President Baker in review

President Doug Baker’s performance in the infancy of his tenure at NIU set the university back to a point in which it is struggling to return.

As the end of the spring 2017 semester approaches, the Board of Trustees is preparing for its annual review of Baker. It is important to remember what has come to light of Baker’s early performance as president.

Referenced in a Dec. 22 Baker Report, “complaints regarding procurement practices, employment decisions, and contractual arrangements that occurred in 2013-2014” have put a cloud of suspicion upon Baker and his administration.

Although Baker said the allegations had been investigated and “strategic initiatives” were implemented to address these issues, the extent of these practices and actions are still being discovered today. This continued lack of clarity to faculty and students who deserve to know what is going on at their university is unacceptable.

NIU has paid $189,145.46 to the law firm Mintz, Levin, Cohn, Ferris, Glovsky and Popeo PC as representation for Baker in an Office of Executive Inspector General investigation, according to payment documents received on April 27 through a FOIA request submitted to NIU by the Northern Star.

“Whenever there is an investigation by an agency — in this case, it’s not a legal suit, but it’s an agency looking at internal policy kinds of issues — it’s common practice or best practice that outside counsel be used for [the] president,” Baker said, according to a May 1 Northern Star article. “I’m sorry we’re having to do it, but that’s part of the indemnification clause that a president of a university has.”
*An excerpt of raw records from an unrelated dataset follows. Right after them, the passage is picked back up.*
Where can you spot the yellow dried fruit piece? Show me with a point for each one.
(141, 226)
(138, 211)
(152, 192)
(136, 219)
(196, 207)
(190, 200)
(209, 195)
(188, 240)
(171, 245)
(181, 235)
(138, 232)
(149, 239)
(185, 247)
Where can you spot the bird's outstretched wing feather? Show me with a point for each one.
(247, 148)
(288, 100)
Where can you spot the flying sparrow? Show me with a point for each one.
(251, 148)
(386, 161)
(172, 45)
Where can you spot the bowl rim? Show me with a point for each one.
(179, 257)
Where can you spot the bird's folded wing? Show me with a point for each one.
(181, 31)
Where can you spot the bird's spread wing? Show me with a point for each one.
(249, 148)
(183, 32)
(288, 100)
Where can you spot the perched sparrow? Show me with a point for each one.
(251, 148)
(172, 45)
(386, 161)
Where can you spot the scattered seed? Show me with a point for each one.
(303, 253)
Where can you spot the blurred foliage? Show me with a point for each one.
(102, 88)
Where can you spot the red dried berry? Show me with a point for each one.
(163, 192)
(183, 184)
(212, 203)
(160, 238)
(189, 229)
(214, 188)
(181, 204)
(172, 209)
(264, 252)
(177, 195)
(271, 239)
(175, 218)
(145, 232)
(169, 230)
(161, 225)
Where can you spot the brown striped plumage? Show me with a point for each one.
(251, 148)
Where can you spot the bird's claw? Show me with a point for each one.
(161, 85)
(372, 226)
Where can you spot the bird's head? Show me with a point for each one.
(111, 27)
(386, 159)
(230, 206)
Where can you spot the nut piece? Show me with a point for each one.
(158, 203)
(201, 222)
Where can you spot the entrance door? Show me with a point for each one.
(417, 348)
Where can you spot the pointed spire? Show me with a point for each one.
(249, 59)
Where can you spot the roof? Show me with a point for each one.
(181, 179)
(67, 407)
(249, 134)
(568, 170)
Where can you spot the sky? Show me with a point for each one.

However, the OEIG investigation is not the only instance for which Baker has required legal counsel. There is an ongoing lawsuit against Baker, the university and one of Baker’s controversial hires, Nancy Suttenfield, former interim chief financial officer, filed by former NIU Controller Keith Jackson.

The suit alleges Suttenfield hired a forensic audit firm to “dredge for evidence of wrongdoing” by Jackson and other employees that she and Baker wanted to terminate.

Baker is paid an annual base salary of $450,000, according to his contract received on April 5 through a FOIA request submitted to NIU by the Northern Star. In comparison, Illinois State University, which had an enrollment of only about 2,000 more students than NIU in 2016, pays its president, Larry Dietz, an annual base salary of $350,004, according to the Illinois Board of Higher Education website.

While the Northern Star Editorial Board understands complaints are filed, rumors spread and investigations unfold at such a large state university, the amount of money spent on Baker — from legal fees, to travel expenses, to his large salary — is too much when keeping in mind the lack of a state budget for the past three years.

To account for part of a $35 million budgetary gap for Fiscal Year 2018 that may result from the Illinois budget impasse, a portion of university employees will be losing their jobs, according to an April 28 Baker Report. As these employees are laid off, it stands Baker will continue collecting a healthy paycheck.

Baker opened up the annual presidential review conducted by the Board of Trustees to faculty, staff and students in an April 17 Baker Report. The Editorial Board urges the participants of this review to pay close attention to what Baker has cost the university in money and peace of mind.